Trucking management systems are also riding the mobility wave, although some companies have embraced it more than others.

For instance, XRS recently implemented a completely mobile platform for compliance and fleet optimization applications that runs on more than 50 types of mobile devices.

While not all fleets are moving to a complete mobile solution, increasingly, they are expecting to have mobile access to their TMS.

Cubine says the functions deployed for drivers via mobile still fit in a narrow window of functions that were for the most part already available on proprietary hardware-based systems for mobile in-cab systems.

He notes that the mobile applications for the enterprise operations can bring information, notifications, alerts, and the ability to deal with situations that need immediate attention to the back office and management team when they are away from their desk or their computer.

“Our customers want the appropriate office personnel to have easy access to the common functions they would need to do off-hours,” TMW's Young says. “It's not that I can do my same job, say dispatch 50 trucks, from my iPad that I do from my desk,” he explains. Instead, fleets want managers to have the ability to respond to an after-hours call for a com check, for instance, without having to go back into the office.

The fleet view

John Erik Albrechtsen, manager of operations for Paul's Hauling in Winnipeg, Manitoba, says integration between systems is key to his company's operations. Paul's uses TMW enterprise software with PeopleNet mobile communications and ALK navigation and route compliance products.

Albrechtsen notes that the goal of any trucking company remains the same: moving your customer's products from point A to point B.

However, that job has gotten much more demanding, he says. An important element has been improved communications between their external customers and their internal customers (drivers, field staff).

“The truck cab is a driver’s office, and we put those devices into the cab to help us and to help them,” he says. “We couldn't do the amount of work we do today without technology.”

The company used to spend a lot of time on navigation, getting directions to the drivers and monitoring route adherence.

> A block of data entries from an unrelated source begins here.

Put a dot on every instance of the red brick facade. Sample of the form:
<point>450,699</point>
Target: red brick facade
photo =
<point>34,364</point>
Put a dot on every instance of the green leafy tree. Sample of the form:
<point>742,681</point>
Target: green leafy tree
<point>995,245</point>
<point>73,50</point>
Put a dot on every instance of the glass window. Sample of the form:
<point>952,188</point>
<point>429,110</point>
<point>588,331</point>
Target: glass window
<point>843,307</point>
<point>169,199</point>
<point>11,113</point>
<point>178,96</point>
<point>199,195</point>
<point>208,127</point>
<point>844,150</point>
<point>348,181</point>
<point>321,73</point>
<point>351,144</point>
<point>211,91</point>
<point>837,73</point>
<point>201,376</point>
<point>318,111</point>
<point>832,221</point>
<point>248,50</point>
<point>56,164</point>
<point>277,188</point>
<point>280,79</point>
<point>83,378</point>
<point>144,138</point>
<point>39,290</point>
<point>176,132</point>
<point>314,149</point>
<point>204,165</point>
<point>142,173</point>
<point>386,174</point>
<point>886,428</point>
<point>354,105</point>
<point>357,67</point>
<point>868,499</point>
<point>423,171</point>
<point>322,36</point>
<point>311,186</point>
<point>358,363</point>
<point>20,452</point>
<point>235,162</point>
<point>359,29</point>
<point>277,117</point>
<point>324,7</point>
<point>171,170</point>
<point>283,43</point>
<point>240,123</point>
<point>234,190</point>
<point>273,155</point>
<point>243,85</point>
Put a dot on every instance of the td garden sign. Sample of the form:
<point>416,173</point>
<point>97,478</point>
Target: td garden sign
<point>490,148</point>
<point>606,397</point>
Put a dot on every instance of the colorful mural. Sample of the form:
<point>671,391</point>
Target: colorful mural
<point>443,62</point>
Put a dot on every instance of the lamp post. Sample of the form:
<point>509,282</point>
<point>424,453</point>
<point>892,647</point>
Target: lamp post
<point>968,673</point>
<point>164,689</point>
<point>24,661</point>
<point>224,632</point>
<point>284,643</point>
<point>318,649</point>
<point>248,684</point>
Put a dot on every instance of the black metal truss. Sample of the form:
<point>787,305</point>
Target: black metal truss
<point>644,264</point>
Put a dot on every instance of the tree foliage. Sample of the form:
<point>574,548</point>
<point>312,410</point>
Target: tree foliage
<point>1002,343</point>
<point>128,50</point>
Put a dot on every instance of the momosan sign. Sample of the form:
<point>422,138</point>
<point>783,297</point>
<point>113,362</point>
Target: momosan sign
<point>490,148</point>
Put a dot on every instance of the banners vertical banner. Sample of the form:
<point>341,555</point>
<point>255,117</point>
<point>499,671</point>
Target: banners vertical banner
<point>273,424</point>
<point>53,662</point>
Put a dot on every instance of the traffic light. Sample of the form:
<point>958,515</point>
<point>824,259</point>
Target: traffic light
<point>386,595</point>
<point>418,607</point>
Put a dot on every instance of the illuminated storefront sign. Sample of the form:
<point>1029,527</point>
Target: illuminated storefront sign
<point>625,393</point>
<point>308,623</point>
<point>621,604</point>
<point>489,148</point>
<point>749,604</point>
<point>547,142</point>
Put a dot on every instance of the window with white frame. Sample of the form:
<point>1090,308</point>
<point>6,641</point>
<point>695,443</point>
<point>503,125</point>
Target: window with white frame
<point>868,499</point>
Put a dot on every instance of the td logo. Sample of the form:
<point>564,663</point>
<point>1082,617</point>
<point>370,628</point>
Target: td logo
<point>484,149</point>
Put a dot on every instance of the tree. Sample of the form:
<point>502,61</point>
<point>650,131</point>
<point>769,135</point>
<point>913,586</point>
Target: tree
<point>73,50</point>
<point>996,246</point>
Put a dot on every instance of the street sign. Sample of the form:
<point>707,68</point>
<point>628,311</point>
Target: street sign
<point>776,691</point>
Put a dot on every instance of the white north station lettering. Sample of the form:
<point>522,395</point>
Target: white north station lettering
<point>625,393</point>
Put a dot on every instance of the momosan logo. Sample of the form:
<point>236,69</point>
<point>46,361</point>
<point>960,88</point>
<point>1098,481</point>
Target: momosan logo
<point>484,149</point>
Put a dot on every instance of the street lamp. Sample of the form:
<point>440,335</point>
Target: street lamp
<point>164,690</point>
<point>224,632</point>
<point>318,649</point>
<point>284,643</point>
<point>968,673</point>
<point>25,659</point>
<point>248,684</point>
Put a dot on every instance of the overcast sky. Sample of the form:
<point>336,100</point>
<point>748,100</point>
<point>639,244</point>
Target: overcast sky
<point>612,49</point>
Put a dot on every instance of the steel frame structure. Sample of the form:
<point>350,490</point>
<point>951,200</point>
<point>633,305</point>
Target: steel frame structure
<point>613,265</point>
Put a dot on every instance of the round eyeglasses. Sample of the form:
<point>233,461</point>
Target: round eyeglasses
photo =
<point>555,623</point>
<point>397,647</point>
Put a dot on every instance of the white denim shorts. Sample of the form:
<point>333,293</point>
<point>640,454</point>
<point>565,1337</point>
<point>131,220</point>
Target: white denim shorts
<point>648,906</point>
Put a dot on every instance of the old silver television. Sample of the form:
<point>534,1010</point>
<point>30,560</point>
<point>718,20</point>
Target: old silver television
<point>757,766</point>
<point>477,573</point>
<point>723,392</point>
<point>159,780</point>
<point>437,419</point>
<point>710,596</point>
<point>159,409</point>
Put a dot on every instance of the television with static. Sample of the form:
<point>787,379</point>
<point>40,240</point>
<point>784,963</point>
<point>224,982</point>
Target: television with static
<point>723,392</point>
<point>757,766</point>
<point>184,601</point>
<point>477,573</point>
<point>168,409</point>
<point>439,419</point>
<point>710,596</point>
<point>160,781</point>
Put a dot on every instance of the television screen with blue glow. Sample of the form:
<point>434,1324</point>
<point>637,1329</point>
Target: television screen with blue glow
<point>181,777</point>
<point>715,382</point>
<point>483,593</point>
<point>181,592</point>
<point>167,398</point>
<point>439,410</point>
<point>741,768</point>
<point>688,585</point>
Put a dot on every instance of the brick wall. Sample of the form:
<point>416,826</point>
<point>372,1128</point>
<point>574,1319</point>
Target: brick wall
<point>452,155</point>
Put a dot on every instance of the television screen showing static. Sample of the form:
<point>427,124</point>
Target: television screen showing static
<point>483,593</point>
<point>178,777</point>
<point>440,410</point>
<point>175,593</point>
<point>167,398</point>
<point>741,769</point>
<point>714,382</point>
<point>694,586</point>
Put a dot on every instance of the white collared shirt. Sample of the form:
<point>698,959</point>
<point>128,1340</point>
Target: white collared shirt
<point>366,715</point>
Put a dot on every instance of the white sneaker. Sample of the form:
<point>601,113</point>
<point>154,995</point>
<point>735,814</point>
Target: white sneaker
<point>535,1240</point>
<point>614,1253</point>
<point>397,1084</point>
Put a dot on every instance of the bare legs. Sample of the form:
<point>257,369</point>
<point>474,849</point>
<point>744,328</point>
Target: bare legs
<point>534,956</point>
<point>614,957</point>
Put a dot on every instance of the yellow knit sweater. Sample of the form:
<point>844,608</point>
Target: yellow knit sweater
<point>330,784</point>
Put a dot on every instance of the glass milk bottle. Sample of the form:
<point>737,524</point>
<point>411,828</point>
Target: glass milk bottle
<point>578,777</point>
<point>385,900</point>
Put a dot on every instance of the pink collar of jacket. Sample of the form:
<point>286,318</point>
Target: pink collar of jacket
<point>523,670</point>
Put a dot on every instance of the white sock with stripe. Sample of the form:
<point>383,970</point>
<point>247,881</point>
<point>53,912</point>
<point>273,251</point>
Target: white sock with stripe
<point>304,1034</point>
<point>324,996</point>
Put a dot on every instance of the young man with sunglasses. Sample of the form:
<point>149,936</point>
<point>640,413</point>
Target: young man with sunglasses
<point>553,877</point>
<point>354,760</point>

The integrated software makes that job much easier. If a truck does go off route, or encounters some kind of delay, they can warn customers of a late delivery.

Any TMS costs money. Smaller operations may believe they can't afford such a system.

“People still track things on Excel spread sheets,” says TMW's Young. “We don't recommend it, but it works for some. But if you have customers that are asking for sophisticated electronic data exchange, that's when you have to step up to the plate and get an application that gives you that connection to your customers so you can offer them tracing and tracking through a Web portal.

“Having that technology as part of your sales offering is becoming a necessity. It's a cost to do business.”

Beyond that, he says, the efficiencies fleets can gain with a TMS makes expansion easier.

“There are probably some 20 truck operators who want to stay 20 trucks, but others are looking to get to 50 or 120.”

But these fleets don't want to have to add internal staff as they add trucks. An automated system is the only way to do that.